Mulching as Spiritual Practice

By Missinghenrymitchell

I need to mulch.

Mulching is a garden chore. Although it provides a great benefit to the plants by keeping roots cool, suppressing weeds, stabilizing soil moisture and temperature, and generally  making things tidy, I cannot deny that it’s not nearly as sexy a task as, say, installing new perennials from the nursery.

But in gardening as in life, pedestrian tasks outnumber the exciting ones by a wide margin. One secret to having a beautiful garden is to carve out regular time to maintain things. A second secret is to make peace with having to do those maintenance tasks. Whether you prefer to perform maintenance tasks once a week in a morning-long go, or choose instead to take 10 minutes every evening after dinner, glass of wine in hand, to tidy up one planting bed, finding what works for you and practicing it is what achieves the objective in the long term.

Changing an attitude about a chore is a practice, as surely as with yoga or perfecting a jump shot or mastering an instrument. I am practicing making my peace with weeding and mulching. I have a great deal of material on which to practice.

Oxalis violacea (violet woodsorrel) rapidly filled a bed of hydrangea, spring bulbs, and astilbes.

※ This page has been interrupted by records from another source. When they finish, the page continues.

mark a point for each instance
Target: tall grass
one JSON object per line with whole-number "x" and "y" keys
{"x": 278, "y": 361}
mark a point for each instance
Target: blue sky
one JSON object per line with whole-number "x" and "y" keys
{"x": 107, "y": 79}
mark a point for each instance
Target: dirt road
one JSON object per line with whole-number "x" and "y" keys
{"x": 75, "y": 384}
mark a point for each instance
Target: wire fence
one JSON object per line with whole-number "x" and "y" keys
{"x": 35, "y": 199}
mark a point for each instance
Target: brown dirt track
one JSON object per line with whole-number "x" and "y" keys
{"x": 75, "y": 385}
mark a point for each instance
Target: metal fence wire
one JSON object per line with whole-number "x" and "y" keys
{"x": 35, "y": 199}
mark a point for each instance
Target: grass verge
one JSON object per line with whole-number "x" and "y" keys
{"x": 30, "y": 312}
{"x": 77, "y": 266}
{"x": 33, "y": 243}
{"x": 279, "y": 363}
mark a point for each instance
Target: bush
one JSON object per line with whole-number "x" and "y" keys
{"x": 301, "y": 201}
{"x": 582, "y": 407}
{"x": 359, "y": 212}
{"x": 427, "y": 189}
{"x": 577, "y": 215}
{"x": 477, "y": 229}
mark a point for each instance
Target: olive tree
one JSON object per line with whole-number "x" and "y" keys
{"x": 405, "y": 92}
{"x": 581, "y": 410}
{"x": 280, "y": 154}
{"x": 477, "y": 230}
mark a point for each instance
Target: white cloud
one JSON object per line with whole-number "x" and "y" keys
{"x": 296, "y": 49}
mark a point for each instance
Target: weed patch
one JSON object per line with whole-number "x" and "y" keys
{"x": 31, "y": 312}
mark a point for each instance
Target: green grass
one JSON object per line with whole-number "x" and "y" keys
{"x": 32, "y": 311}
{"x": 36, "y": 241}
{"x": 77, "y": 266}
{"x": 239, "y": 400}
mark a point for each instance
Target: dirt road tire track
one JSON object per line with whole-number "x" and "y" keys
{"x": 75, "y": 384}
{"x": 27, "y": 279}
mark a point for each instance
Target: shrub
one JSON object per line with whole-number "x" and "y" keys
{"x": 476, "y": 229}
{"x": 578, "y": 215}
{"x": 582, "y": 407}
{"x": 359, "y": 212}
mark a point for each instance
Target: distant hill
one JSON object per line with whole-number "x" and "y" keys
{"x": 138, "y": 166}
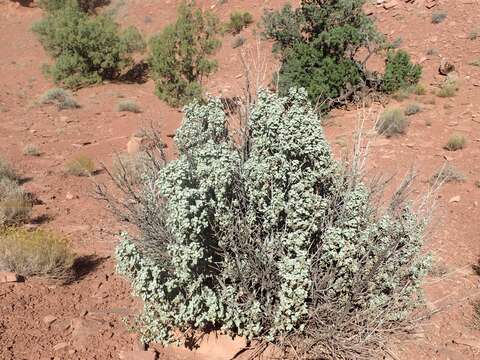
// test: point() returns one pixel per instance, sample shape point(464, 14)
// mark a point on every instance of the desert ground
point(41, 319)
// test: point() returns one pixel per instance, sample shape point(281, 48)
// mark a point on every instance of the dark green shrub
point(179, 55)
point(86, 49)
point(238, 21)
point(84, 5)
point(400, 72)
point(320, 45)
point(269, 238)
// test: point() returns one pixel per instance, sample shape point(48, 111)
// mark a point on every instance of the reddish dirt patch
point(89, 312)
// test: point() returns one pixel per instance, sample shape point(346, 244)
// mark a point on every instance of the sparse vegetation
point(15, 203)
point(438, 17)
point(392, 122)
point(239, 20)
point(412, 109)
point(81, 165)
point(7, 171)
point(455, 142)
point(447, 173)
point(179, 57)
point(238, 41)
point(402, 94)
point(35, 253)
point(214, 225)
point(86, 49)
point(400, 73)
point(320, 45)
point(61, 98)
point(87, 6)
point(448, 88)
point(129, 106)
point(31, 150)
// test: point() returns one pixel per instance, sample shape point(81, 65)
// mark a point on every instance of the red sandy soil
point(89, 312)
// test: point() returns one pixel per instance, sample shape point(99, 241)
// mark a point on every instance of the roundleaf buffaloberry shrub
point(86, 49)
point(321, 45)
point(179, 55)
point(269, 237)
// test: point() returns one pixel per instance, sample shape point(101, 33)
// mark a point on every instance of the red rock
point(137, 355)
point(8, 277)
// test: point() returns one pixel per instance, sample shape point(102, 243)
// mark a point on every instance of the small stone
point(6, 276)
point(137, 355)
point(60, 346)
point(49, 319)
point(390, 4)
point(455, 199)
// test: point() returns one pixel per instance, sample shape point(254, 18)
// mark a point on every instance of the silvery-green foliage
point(257, 237)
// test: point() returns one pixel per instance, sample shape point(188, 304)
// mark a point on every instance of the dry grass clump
point(15, 203)
point(35, 253)
point(392, 122)
point(438, 17)
point(448, 88)
point(61, 98)
point(412, 109)
point(82, 165)
point(455, 142)
point(31, 150)
point(129, 106)
point(447, 173)
point(6, 170)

I’m trying to change my relationship with mulching and weeding by practicing mindfulness. Borrowing from yoga, I begin this journey with setting my intention:

  • I will weed and mulch for 30 minutes.
  • I will not weed without mulching, because disturbing the earth, even in weeding, brings new weed seeds to the surface. Without mulch, they will germinate in the daylight, bringing me fresh weeds and fresh aggravation.
  • I will focus only on my breathing, my weeding, and the sounds around me.

There is a section of the front garden brimming with violet wood sorrel (Oxalis violacea). I was amused to learn, in doing some research on this plant, that it is endangered or threatened in five states: Connecticut, Massachusetts, Michigan, New York, and Rhode Island. (I encourage residents of those states, and those active in botanical conservation, to repopulate their own stocks from mine.) In my garden it grows and reproduces from bulbs at an astonishing pace, like the hydra which grew two heads for every one that was cut off. I hope successful management of Oxalis violacea doesn’t require the same efforts that it took Hercules to slay the hydra.

I fill a five-gallon bucket with mulch. In my other hand, I have a 2-gallon bucket and my garden knife. Sinking to my knees (must remember the foam kneeling pad!), I pull gently but firmly on the cluster of stems.

The earth, softened by heavy downpours from the recent storms, yields the bulb and all its top growth. I drop it into the 2-gallon bucket.

I move to the next cluster. Breathe.

There are so many bird sounds. I am still learning to distinguish them. Field sparrows, song sparrows, wood thrushes. Eastern towhees, northern cardinals, white throated sparrows, and Carolina chickadees. I learned last year the sound of the mourning dove, which for a long time I mistook for an owl. They nest in the neighbor’s trees.

The breeze is soft; just enough to keep me cool.

It’s quiet. Even though it is the time of day when people come home from work, I don’t hear the sounds of cars and commuters.

If the clump of Oxalis doesn’t move easily, I pry under it with the tip of my garden knife to bring up the bulb. The 2-gallon bucket now holds a half-gallon of weeds. I spread the mulch, tucking it close around the stems of newly emerged plants.

The humidity feels like a soft cotton blanket on my skin–enough to know it’s there, enough to make me feel like I am home, not so much that the air feels soupy. It’s perfect.

I hear children down the street, shouting. Are they whacking trees with sticks?

I move slowly and deliberately. When I feel myself speeding up, or thinking of my list of to-dos, I breathe and turn my focus back to the weeding and the sounds around me.

My 2-gallon bucket grows fuller. As I clear space and spread mulch gently with my fingers, I take care not to cover up the tiny sprigs of Oxalis stricta, the common yellow wood sorrel, that also peppers my garden. Those come out too, but I need tweezers. The yellow sorrel is so tiny.

Red-bellied woodpecker (Melanerpes carolinus), in one of my oaks.

For the moment, no one is shouting “Mom!,” drawing it out in two syllables. Only the birds are talking, and not to me.

Somewhere far overhead, an airplane–not a jet–buzzes slowly by.